I couldn’t believe it when I heard from the MTA that charter schools are not required to hire certified teachers, unless English as a Second Language/English Language Learners (ESL/ELL). They don’t even have to hire teachers with bachelors degrees. This was confirmed by the state Department of Elementary and Secondary Education. I’m a retired teacher, and we had to knock ourselves out to keep our jobs: passing MTELL teacher tests; certification involving master’s in field in five years; recertification every five years with required Personal Development Points; a tough course in Sheltered English Instruction for ELLs and endorsement; lesson plans and grades on line with correlating strands of Common Core; lengthy evaluations with tons of evidence and several unannounced observations each year; students must have passing MCAS scores, and if a whole school is failing the state can take over and fire the staff; teachers must keep alternative MCAS portfolios for special-ed kids.

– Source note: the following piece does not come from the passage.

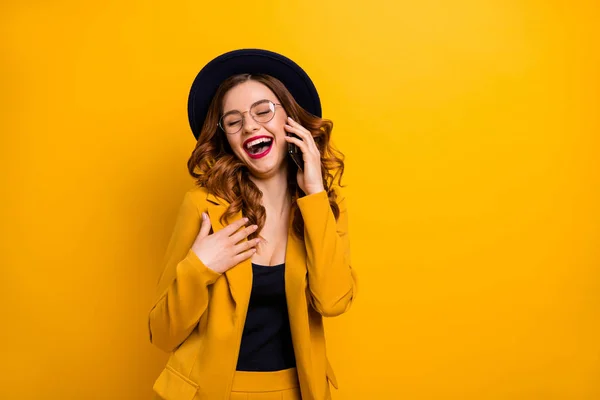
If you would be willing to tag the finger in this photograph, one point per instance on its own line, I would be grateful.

There’s a double standard here!

Charter schools can cull problem and special-ed kids; public schools take everyone. There’s no state or community oversight of charter schools. Public schools are being starved as funds — $450 million statewide — go to charter schools. There’s a self-fulfilling prophesy here: public schools do fail when underfunded, when electives like art and music go, when teachers deal with enormous class sizes of needy kids. That appears to me to be the plan. Please help stop the corporate take over of our public schools. Vote no on Question 2.

Charlotte Burns


No corporate influence in public education

Massachusetts has a long history of egalitarian freedom and liberty. There is something very special about these many hills we call home. Our license plates say it all, “The Spirit of America.” The sovereign liberty of all Massachusetts municipal cities and towns is at stake this Nov. 8th. Powerful interests from the Empire State seek to dominate and subjugate the resources provided for and by the public school system of our state.

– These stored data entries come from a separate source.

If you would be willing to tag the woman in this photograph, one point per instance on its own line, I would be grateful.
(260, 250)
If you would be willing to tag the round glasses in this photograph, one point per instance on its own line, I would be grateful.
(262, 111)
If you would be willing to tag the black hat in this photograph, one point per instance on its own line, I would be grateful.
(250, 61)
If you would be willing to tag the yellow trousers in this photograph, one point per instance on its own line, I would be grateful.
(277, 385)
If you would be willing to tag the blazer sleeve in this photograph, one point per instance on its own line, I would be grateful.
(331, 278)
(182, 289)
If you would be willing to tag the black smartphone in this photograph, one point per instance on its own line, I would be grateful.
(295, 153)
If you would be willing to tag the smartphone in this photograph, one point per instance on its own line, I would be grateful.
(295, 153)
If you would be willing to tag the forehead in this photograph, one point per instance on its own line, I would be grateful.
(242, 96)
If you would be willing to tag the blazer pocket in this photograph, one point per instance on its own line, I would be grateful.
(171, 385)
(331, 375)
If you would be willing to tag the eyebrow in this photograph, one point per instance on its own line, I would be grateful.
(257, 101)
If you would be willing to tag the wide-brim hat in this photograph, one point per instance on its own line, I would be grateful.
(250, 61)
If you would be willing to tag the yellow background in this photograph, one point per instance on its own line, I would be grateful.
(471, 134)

Fellow citizens, follow the money. Please join the campaign to Save Our Public Schools from corporate influence and exploitation. Stand with the public school teachers of Massachusetts and defend the children they serve. Give power to your local school committee and reject the veiled attempt to “take over” the resources provided for and by the public school system of Massachusetts.

Michael Thomas Siciliano


Haunted by meat

I have no fear of all the goblins, the witches, or even the evil clowns that lurked around on Halloween. What really scares me are the latest reports about the meat industry.

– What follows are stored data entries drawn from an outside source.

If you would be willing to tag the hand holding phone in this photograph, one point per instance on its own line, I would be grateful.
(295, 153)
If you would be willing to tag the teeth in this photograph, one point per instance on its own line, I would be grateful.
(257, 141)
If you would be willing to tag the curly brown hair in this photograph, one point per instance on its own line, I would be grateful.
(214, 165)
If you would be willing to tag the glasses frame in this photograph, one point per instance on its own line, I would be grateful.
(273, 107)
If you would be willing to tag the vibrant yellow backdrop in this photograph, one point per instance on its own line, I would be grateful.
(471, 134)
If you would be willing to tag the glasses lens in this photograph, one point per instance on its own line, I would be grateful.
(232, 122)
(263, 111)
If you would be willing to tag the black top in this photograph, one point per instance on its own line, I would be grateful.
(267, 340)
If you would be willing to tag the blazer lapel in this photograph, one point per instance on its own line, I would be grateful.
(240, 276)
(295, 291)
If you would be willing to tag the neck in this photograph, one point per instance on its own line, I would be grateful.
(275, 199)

Like news of pig farms dumping millions of gallons of pig feces into North Carolina’s water supplies during Hurricane Matthew. Or of saturating their neighborhoods with windborne fecal waste spray. Or of animal farming accounting for more greenhouse gases than transportation. Like recurring media exposes of horrific atrocities against animals on factory farms. Or of subjecting slaughterhouse workers to crippling workplace injuries at slave wages. Or of exploiting farmers by controlling prices. Like repeated reports of studies linking consumption of animal products with elevated risk of diabetes, heart disease, stroke, cancer, and other killer diseases. Or reports of the meat industry bullying health authorities to remove warnings from dietary guidelines.

Now, that’s really scary. I fought back by dropping animal products from my menu, and my local supermarket has rewarded me with a colorful display of fresh fruits and veggies, as well as a rich selection of plant-based forms of meats, milks, cheeses, and ice creams. I am no longer scared, though I still fear for my friends and neighbors.